If you’re still on the fence about whether this offseason is proving that a few major league GMs are just terrible at their jobs or if this is some kind of market correction where players are getting paid what they’re worth, well, the Danys Baez signing should pretty much end that discussion.
Take a look at this comparison (walk rates exclude intentional base on balls)
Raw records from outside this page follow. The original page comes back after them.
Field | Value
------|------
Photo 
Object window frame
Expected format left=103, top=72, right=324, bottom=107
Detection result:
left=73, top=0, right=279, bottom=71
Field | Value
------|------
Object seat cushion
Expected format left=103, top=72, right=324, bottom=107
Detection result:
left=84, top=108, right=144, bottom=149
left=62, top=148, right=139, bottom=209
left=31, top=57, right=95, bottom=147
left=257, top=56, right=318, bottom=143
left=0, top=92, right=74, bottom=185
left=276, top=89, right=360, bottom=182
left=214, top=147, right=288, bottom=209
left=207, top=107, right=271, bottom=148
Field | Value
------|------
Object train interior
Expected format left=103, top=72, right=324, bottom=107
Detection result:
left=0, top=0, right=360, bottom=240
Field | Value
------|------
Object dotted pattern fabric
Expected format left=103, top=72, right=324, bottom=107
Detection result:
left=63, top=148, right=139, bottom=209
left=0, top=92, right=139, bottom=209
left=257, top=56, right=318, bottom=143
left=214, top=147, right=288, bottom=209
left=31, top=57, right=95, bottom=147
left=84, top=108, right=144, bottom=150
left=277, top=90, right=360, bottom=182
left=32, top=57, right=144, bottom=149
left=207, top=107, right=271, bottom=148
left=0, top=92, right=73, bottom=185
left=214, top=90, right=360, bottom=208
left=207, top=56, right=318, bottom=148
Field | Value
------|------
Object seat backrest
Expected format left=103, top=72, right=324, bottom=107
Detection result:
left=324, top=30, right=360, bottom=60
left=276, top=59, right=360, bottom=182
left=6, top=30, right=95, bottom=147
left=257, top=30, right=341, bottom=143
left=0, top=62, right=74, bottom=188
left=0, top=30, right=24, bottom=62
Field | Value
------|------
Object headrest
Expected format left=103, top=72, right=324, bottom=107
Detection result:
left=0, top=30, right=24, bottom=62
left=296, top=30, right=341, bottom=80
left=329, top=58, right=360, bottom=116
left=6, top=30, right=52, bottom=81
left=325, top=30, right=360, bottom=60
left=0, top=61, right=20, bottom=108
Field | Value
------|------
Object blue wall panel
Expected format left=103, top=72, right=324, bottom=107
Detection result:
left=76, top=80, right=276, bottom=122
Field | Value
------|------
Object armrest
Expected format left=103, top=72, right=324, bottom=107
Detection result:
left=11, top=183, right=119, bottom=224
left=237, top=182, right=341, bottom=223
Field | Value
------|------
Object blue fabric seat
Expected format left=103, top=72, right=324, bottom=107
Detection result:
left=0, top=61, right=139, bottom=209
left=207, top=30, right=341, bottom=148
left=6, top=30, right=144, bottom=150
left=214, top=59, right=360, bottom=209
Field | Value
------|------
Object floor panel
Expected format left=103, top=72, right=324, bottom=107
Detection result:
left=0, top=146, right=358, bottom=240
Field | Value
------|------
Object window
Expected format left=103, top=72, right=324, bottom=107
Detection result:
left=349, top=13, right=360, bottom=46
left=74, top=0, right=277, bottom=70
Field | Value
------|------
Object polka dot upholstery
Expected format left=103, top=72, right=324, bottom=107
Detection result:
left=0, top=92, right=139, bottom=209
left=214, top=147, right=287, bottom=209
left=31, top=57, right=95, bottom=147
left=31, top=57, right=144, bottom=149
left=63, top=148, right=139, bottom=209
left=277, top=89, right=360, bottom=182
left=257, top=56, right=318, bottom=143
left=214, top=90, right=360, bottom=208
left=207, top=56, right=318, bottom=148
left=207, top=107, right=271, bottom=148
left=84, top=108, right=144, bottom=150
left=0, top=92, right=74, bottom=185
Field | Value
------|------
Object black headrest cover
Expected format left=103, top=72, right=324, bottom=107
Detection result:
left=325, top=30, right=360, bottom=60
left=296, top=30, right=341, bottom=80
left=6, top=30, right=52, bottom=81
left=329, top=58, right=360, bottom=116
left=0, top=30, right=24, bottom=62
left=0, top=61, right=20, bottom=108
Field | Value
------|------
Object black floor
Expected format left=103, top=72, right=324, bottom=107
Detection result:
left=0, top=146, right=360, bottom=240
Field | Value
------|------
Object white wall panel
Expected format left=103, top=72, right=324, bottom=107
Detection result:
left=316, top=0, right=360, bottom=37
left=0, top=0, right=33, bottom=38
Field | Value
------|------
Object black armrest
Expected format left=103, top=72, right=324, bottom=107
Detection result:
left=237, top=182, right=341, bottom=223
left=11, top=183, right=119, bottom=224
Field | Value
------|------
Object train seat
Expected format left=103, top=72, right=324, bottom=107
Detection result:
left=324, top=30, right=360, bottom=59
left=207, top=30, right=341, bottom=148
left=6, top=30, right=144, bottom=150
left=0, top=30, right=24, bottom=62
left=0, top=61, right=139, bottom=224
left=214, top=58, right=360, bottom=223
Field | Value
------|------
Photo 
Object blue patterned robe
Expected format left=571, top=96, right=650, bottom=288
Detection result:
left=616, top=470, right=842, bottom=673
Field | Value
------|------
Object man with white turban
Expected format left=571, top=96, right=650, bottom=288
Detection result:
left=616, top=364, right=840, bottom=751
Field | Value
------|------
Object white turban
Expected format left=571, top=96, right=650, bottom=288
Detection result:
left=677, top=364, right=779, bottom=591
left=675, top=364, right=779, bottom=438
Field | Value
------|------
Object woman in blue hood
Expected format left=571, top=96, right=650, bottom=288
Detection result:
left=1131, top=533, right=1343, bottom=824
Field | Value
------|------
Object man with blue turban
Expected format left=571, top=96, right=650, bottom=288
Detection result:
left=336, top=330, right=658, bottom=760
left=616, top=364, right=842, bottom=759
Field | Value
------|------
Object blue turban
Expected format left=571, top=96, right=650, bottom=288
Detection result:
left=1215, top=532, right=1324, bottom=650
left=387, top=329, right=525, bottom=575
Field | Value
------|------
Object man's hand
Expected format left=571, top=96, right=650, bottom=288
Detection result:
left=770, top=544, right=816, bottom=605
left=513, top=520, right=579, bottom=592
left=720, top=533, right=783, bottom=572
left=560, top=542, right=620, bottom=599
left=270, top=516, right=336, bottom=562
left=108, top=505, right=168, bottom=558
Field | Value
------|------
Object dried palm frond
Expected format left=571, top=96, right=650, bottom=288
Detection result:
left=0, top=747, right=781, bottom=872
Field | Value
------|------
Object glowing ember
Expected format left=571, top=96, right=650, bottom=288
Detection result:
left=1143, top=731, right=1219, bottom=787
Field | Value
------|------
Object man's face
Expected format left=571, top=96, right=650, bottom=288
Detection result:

Danny Baez, 2006: 59 2/3 IP, 2.11 BB/9, 5.88 K/9, 0.45 HR/9, 4.20 FIP
Julio Mateo, 2006: 53 2/3 IP, 2.34 BB/9, 5.20 K/9, 1.01 HR/9, 4.90 FIP
Baez is clearly better. His walk rate is a little better, his K rate is a little better, and his home run rate is significantly better, though Baez’s low HR rate probably isn’t sustainable, given his career track record. The difference between the two, over the course of 60 innings pitched, is about five runs. And Baez’s trends aren’t exactly promising – his groundball rate and strikeout rate are both in steady decline, indicating a deterioration in the quality of his stuff.
Julio Mateo is the essence of a replacement level relief pitcher. He’s being paid $1 million in 2007, and most of us feel that he’s overpaid. Danys Baez signed with the Orioles for $19 million over three years!
The Orioles are paying $6 million per year on a three year contract for a reliever who is worth about five runs more than a replacement level reliever over the course of a season. That’s a million dollars per marginal run.